Human muscle amino acid transport kinetics in vivo

In vitro studies of amino acid transport indicate that phenylalanine (Phe) and leucine (Leu) apparently share a common transporter. We studied in vivo transport kinetics of Phe and Leu over a range of arterial concentrations. Healthy volunteers (3 male, 3 female) were studied on each of three occasions while drinking different amino acid solutions to vary arterial amino acid concentrations (Ca). Blood samples were taken from femoral arterial and venous catheters and muscle biopsies were taken from the vastus lateralis during a four h infusion of ring-d₅-Phe and 1-¹³C-Leu. A 3-compartment model of muscle amino acid kinetics was used to determine inward amino acid transport (AT) from Phe and Leu enrichments in artery (Ea) and muscle (Em), as well as Ca and muscle intracellular amino acid concentrations.

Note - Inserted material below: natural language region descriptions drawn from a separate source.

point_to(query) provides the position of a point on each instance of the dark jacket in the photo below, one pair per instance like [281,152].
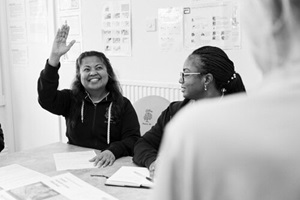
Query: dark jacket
[1,139]
[146,148]
[91,125]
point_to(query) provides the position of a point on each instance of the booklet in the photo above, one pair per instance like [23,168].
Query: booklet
[128,176]
[61,187]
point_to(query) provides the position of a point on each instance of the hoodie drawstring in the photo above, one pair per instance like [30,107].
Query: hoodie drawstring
[108,122]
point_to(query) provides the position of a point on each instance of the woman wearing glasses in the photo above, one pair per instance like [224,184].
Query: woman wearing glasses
[207,73]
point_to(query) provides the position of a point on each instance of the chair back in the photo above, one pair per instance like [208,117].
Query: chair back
[148,109]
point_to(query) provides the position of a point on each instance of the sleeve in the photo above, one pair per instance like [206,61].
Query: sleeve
[1,139]
[130,132]
[51,99]
[146,148]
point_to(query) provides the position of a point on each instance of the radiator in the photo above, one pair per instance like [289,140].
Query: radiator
[134,90]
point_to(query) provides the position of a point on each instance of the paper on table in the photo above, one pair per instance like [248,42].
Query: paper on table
[131,177]
[13,176]
[74,160]
[74,188]
[62,187]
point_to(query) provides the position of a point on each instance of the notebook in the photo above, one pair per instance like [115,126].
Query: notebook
[128,176]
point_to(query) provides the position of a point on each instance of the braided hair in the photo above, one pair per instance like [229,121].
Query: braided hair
[216,62]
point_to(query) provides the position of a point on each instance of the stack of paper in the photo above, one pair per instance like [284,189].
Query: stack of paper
[74,160]
[18,182]
[131,177]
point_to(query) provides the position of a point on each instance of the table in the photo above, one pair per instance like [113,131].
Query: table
[41,160]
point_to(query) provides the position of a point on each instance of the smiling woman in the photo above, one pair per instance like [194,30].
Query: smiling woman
[97,114]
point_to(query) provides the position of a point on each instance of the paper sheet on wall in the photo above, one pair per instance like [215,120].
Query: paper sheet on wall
[216,23]
[116,31]
[16,10]
[170,28]
[74,160]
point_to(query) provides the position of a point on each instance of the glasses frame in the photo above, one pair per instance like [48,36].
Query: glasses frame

Linear regression analysis revealed that, while both Phe and Leu AT were significantly (p=0.002 and p=0.03, respectively) related to Phe and Leu Ca (r=0.72 and r=0.54, respectively), the slope of the line was different for Phe (y=5.15x + 136) than for Leu (y=1.84x + 274). Further, Phe Em/Ea, which indicates the fractional contribution of the blood to the intracellular amino acid pool, is significantly (p=0 003) and positively related to Phe Ca, while Leu Em/Ea is not related to Leu Ca. We conclude that,under physiological conditions in vivo, Phe and Leu transport kinetics are different.